Il sindaco di Parma, Pizzarotti, ha dichiarato anche lui di aver cercato Di Maio, e per giunta per mesi, come sostiene. Non è soltanto una semplice coincidenza, il discorso è più profondo. A noi che guardiamo da fuori, arriva sempre più forte l’impressione che un velo nero impedisca la visione di quel che c’è ai piani alti del movimento. E non soltanto a noi comuni cittadini, ma anche a chi di quel movimento è parte integrante. La base (che poi si parla di sindaci e parlamentari, neanche fossero semplici iscritti) che non riesce a comunicare con chi comanda, e chi comanda che decide per tutti sulla base di uno statuto fantasma, senza possibilità di replica, senza possibilità di confronto.

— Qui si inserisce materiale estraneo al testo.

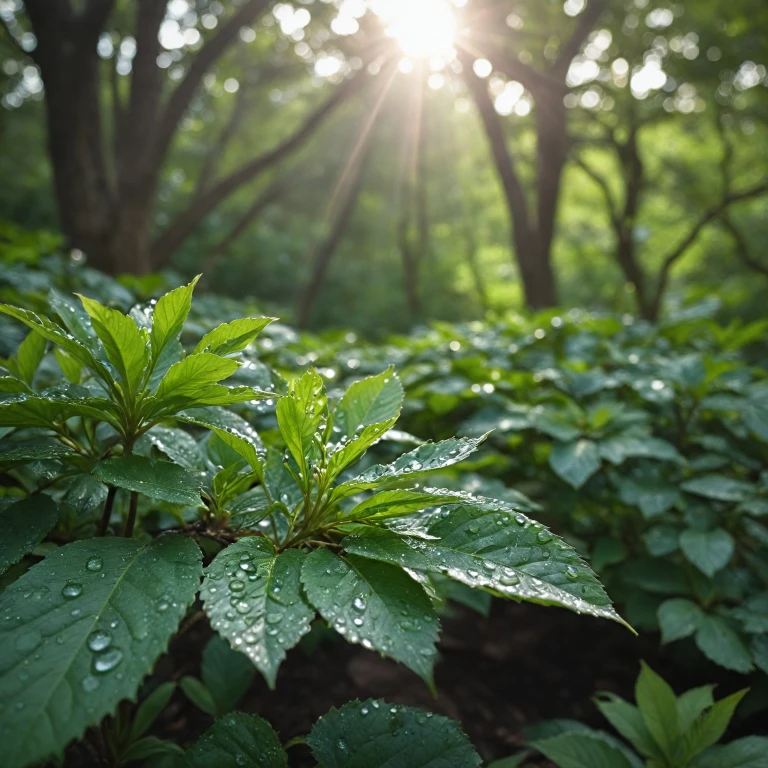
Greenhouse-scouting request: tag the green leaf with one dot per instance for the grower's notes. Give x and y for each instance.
(628, 721)
(678, 618)
(709, 551)
(101, 611)
(32, 450)
(494, 548)
(226, 673)
(719, 643)
(29, 355)
(199, 695)
(237, 741)
(233, 337)
(658, 705)
(156, 479)
(253, 598)
(125, 345)
(374, 400)
(300, 415)
(426, 458)
(388, 504)
(750, 752)
(23, 526)
(375, 604)
(150, 709)
(374, 733)
(34, 411)
(57, 335)
(582, 750)
(708, 729)
(575, 462)
(719, 487)
(169, 316)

Diciamocelo, l’idea di un movimento politico che chieda al popolo di esprimersi attraverso la rete dà un’idea di democrazia che poi fa rima col dialogo e la condivisione. Espulsioni e sospensioni che vengono imposte dall’alto un po’ meno. Insomma, se neanche i politici ci capiscono niente di come funzioni il regolamento interno, la millantata trasparenza non è poi così tanta.

C’è anche un’altra cosa, però, che solletica la curiosità. Come mai questi grillini cominciano a lamentarsi soltanto quando vengono fatti fuori? Voglio dire, se Federico Pizzarotti sostiene che non esista un regolamento, non si poteva farlo notare un po’ prima? Per esempio – ed è soltanto un esempio – quando i suoi colleghi in Senato sono stati cacciati via. Anche allora non doveva esserci traccia del regolamento. Perché, dunque, si accorgono di quel che non va soltanto quando la patata bollente passa a loro? Non potrebbero – e anche questo è un esempio – riunirsi in massa e chiedere al famigerato direttorio di istruirli sulle regole del movimento, o è davvero troppo complicato avere a che fare con Grillo e i nomi a lui più vicini?